Un rasgo común de estos movimientos es que no se enmarcaban en ninguna organización hegemónica y que no poseían una orientación ideológica claramente definida. Las nuevas generaciones que los impulsan no tienen referentes políticos. No pueden volverse hacia el socialismo ni hacia el panarabismo, hoy desacreditados, ya que luchan contra regímenes que a menudo son herederos de esas formaciones, de Egipto a Libia. Tampoco se reconocen como parte del islamismo, aunque en el plano electoral este sacó provecho de sus revoluciones. Por último, están muy alejadas del tercermundismo y del anticolonialismo, pese a su hostilidad hacia los Estados Unidos e Israel, que consideran representante de los intereses del mundo occidental en Medio Oriente. En su falta de perspectivas, estas revoluciones son reflejo de este comienzo del siglo XXI, cuyo perfil apenas empieza a esbozarse.
—Pero la comparación también se plantea entre los siglos XX y XXI. En los albores del siglo XX, ¿el futuro no era igualmente incierto, en un mundo que padecía la catástrofe de la Gran Guerra, desorientado ante el desmoronamiento de la civilización?

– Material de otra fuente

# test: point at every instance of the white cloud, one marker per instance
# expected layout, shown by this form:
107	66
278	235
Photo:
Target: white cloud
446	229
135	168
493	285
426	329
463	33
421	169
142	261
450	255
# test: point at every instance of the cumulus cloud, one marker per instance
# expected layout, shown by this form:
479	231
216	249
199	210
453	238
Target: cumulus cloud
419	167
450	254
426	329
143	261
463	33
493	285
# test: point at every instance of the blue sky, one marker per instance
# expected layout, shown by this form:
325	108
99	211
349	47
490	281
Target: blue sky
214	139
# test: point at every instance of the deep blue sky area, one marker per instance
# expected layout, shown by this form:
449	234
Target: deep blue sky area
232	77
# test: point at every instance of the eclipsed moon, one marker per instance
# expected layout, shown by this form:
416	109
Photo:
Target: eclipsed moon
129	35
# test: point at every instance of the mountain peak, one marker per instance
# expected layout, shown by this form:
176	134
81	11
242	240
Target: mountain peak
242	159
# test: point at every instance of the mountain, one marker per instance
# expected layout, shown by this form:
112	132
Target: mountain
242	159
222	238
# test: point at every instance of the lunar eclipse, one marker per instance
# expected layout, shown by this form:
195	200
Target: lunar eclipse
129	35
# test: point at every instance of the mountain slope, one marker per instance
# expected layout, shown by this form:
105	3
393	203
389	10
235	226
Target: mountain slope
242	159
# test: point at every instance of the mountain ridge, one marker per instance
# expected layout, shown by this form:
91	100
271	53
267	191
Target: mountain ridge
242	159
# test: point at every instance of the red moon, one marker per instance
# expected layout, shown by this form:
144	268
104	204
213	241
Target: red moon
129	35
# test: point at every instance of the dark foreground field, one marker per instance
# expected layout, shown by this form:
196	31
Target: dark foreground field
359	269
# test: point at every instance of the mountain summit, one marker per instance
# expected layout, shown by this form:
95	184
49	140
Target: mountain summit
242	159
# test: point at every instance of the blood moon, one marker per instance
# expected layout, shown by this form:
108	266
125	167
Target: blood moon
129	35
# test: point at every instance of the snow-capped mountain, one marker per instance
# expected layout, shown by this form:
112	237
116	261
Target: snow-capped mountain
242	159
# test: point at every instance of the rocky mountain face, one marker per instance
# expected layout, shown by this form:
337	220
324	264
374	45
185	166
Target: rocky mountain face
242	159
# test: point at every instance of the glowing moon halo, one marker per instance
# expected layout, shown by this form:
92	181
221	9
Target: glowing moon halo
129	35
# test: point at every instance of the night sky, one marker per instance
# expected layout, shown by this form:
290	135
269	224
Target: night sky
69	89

—No, no creo que pueda compararse nuestra era con el comienzo del siglo XX, ni tampoco con el del siglo XIX. Este se inicia con la Revolución Francesa, que fue la matriz de la idea de progreso y del socialismo. El siglo XX se inaugura con la Gran Guerra; es decir, con el desmoronamiento del orden europeo. Pero la guerra engendra la Revolución Rusa y da luz al comunismo, una utopía armada que proyecta su sombra sobre todo el siglo. El comunismo tuvo sus momentos de gloria y de abyección, pero constituía una alternativa al capitalismo. El siglo XXI se abre con la caída del comunismo. Si la historia es una tensión dialéctica entre el pasado como «campo de experiencia» y el futuro como «horizonte de expectativas», según la fórmula de Reinhart Koselleck, hoy, en el comienzo del siglo XXI, el horizonte de expectativas parece haber desaparecido[74].

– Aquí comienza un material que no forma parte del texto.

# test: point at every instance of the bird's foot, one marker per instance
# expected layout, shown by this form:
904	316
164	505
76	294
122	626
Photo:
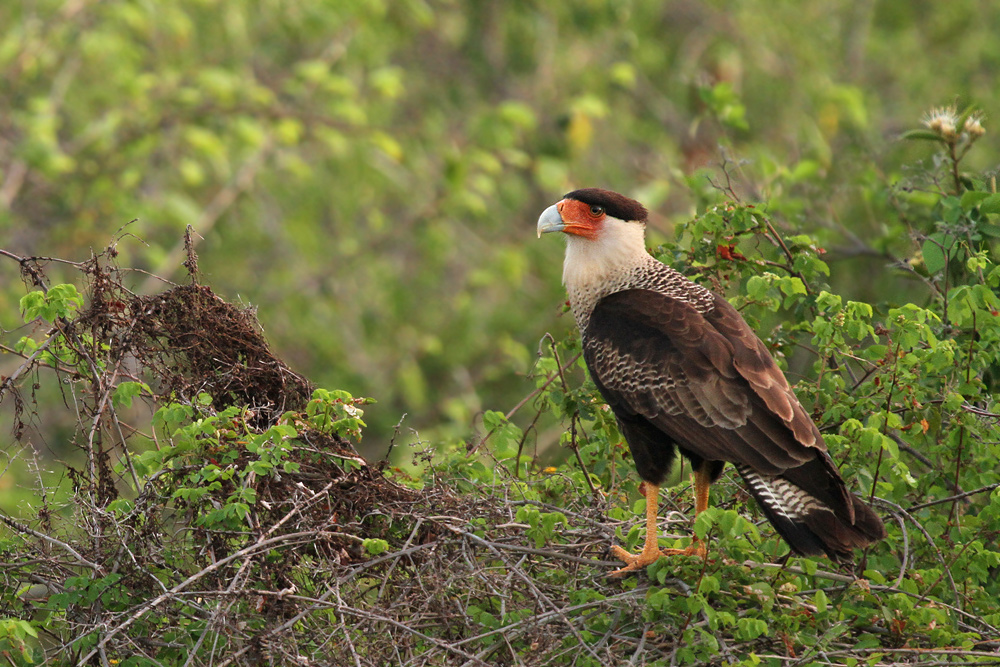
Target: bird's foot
648	556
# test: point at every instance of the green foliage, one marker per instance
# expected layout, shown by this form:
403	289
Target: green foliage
401	145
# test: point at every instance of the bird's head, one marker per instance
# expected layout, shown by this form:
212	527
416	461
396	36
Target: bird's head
590	212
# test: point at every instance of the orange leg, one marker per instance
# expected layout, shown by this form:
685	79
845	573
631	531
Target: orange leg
651	549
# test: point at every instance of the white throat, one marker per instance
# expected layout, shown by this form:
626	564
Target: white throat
596	268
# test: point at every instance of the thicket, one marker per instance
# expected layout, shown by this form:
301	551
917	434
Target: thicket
231	520
178	488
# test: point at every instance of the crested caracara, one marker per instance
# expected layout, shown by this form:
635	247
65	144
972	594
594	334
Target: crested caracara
682	371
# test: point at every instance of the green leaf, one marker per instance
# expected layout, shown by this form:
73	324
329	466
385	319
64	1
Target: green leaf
971	198
374	546
126	391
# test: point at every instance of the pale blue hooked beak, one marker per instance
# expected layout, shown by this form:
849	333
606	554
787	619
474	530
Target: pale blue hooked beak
550	221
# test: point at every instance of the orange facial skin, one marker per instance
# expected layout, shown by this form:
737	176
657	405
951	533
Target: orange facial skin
581	219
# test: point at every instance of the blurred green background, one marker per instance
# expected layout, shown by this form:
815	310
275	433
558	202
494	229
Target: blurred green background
368	174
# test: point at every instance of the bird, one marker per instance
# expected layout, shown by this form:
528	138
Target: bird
683	372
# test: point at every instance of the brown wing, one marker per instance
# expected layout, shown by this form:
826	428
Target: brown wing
706	381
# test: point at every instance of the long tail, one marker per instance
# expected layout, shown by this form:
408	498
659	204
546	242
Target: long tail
810	507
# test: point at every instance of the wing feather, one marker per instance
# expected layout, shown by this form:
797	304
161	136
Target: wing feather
706	381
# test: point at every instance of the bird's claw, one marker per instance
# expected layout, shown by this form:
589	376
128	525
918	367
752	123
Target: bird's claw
649	556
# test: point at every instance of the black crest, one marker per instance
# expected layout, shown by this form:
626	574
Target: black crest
616	205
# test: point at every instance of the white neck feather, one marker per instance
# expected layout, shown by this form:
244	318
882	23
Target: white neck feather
595	268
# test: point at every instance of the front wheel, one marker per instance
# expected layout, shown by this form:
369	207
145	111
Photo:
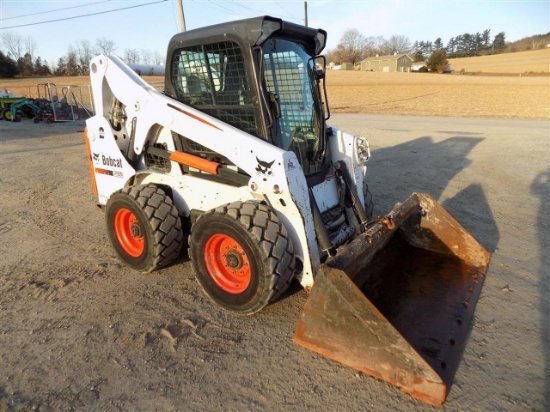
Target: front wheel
144	227
242	256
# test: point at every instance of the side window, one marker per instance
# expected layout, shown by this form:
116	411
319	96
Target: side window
212	78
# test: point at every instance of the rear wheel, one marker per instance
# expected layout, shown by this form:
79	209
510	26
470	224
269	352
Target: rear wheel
242	256
144	227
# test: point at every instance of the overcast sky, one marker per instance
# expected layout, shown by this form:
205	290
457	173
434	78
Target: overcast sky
152	23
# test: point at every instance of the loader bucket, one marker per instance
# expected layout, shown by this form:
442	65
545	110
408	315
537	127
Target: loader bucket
397	302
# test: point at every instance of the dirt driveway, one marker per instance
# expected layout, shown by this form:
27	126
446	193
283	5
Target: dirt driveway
79	331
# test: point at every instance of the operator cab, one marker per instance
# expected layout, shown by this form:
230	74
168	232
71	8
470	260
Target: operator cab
259	75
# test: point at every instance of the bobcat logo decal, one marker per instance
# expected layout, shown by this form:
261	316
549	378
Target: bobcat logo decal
264	168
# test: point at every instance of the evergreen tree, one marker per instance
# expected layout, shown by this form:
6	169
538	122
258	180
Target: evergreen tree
8	68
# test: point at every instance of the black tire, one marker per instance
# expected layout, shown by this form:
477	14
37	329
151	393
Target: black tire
259	265
144	227
6	114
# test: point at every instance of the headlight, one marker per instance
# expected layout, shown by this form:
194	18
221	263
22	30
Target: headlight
363	149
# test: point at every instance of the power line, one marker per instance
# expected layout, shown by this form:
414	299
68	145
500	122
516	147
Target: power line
51	11
84	15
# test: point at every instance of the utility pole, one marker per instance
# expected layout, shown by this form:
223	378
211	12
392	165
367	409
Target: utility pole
181	15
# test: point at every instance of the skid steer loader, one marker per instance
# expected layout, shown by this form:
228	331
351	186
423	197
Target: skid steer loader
237	157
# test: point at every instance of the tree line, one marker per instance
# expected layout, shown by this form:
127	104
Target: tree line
354	46
20	57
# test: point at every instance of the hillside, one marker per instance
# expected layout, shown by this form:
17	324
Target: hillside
533	61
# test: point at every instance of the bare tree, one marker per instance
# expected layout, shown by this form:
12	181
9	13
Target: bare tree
30	46
105	46
83	54
372	45
131	56
397	44
14	45
351	48
146	56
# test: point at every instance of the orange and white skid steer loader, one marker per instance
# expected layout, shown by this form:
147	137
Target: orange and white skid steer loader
237	156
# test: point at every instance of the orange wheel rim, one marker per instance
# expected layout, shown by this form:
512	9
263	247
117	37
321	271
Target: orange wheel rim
227	263
129	232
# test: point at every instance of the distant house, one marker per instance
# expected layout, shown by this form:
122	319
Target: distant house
391	63
343	66
417	66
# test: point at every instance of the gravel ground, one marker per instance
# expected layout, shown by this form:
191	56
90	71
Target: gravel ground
79	331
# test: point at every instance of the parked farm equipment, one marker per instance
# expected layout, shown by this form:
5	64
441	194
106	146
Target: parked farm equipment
237	154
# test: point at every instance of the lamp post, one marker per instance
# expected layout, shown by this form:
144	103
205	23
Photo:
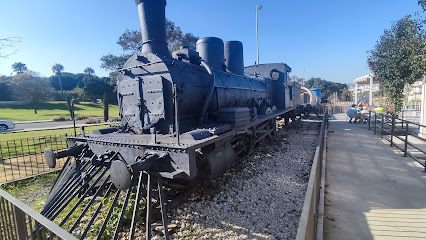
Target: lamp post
258	7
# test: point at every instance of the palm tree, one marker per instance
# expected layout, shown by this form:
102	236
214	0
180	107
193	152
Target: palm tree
57	70
89	71
19	67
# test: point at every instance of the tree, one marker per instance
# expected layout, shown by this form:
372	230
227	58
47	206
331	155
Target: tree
89	71
31	90
57	69
19	67
422	3
398	58
5	90
66	81
96	87
7	43
327	87
131	41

—¿Hubo otros períodos en los que no hayan existido horizontes de expectativas?
—Tal vez a principios de la Edad Media, luego de la caída del Imperio Romano. O también, como lo demostró Tzvetan Todorov, en el momento de la conquista de México, que alimentó las utopías de Occidente y provocó el eclipse de las civilizaciones precolombinas[75]. Pero estas transiciones se prolongaron en el tiempo, no fueron repentinas como lo fue el hito de 1989. La utopía surge a menudo con viejas vestiduras y se muestra sensible a la poesía del pasado, como escribió Marx, pero la situación actual, que algunos llaman «presentista», es diferente. Los movimientos contestatarios actuales oscilan entre Escila y Caribdis, entre el rechazo del pasado y la ausencia de futuro.

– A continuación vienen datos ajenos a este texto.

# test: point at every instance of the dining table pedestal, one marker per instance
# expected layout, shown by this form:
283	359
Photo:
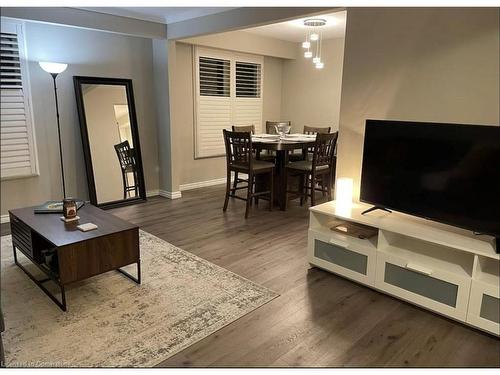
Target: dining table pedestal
282	148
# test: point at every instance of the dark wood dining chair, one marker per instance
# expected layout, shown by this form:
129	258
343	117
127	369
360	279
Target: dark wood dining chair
128	164
311	130
309	171
239	159
270	126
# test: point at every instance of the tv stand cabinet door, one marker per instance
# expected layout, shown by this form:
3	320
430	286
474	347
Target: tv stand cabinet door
484	307
98	255
440	291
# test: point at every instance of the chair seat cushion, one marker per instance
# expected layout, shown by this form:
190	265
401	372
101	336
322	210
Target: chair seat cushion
257	165
260	164
305	165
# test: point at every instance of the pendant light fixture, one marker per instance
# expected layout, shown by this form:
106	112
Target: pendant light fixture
313	40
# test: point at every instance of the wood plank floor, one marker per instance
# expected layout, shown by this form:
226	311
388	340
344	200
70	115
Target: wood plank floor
319	319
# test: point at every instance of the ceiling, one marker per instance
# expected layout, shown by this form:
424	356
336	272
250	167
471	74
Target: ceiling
159	14
294	31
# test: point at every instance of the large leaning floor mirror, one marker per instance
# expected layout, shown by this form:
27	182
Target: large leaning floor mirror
110	138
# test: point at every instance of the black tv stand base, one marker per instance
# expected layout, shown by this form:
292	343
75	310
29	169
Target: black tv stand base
375	208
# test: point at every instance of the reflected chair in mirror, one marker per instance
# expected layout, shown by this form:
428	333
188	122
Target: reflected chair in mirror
319	168
128	166
247	128
239	159
271	126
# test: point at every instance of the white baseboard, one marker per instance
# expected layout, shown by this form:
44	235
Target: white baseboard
152	193
197	185
170	194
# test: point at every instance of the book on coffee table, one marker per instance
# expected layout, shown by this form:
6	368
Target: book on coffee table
353	229
51	207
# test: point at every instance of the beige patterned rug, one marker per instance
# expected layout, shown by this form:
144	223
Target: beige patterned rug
111	321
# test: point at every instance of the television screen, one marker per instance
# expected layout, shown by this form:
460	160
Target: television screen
444	172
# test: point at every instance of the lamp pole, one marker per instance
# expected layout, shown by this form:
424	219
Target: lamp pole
54	76
54	69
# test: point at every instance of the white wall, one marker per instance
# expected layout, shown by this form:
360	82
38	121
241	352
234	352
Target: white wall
311	96
99	101
425	64
88	53
185	169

—¿Se puede afirmar que la era de la revolución como medio de cambiar el mundo desaparece en el siglo XXI?
—El mundo no puede vivir sin utopías, y va a inventarse nuevas. Lo que me parece seguro es que ya no se harán revoluciones en nombre del comunismo, al menos no del comunismo del siglo XX. Este último fue engendrado por una era de guerras, concibió la revolución según un paradigma militar, y esta época ya concluyó. Se puede formular la hipótesis de que las futuras revoluciones no serán comunistas, como lo fueron las del siglo XX, pero seguirán siendo anticapitalistas; se harán por los bienes comunes que hay que salvar de la reificación del mercado. Las revoluciones no se decretan, nacen de crisis sociales y políticas; tampoco son producto de alguna «ley» histórica o causalidad determinista. Se inventan, y su desenlace siempre es incierto. Hoy en día debemos asimilar la derrota de las revoluciones del pasado sin por eso plegarnos al orden del presente. No todas las revoluciones son alegres. En nuestra época, tendería más bien a pensarlas, a la manera de Daniel Bensaïd, como una «apuesta melancólica»[76].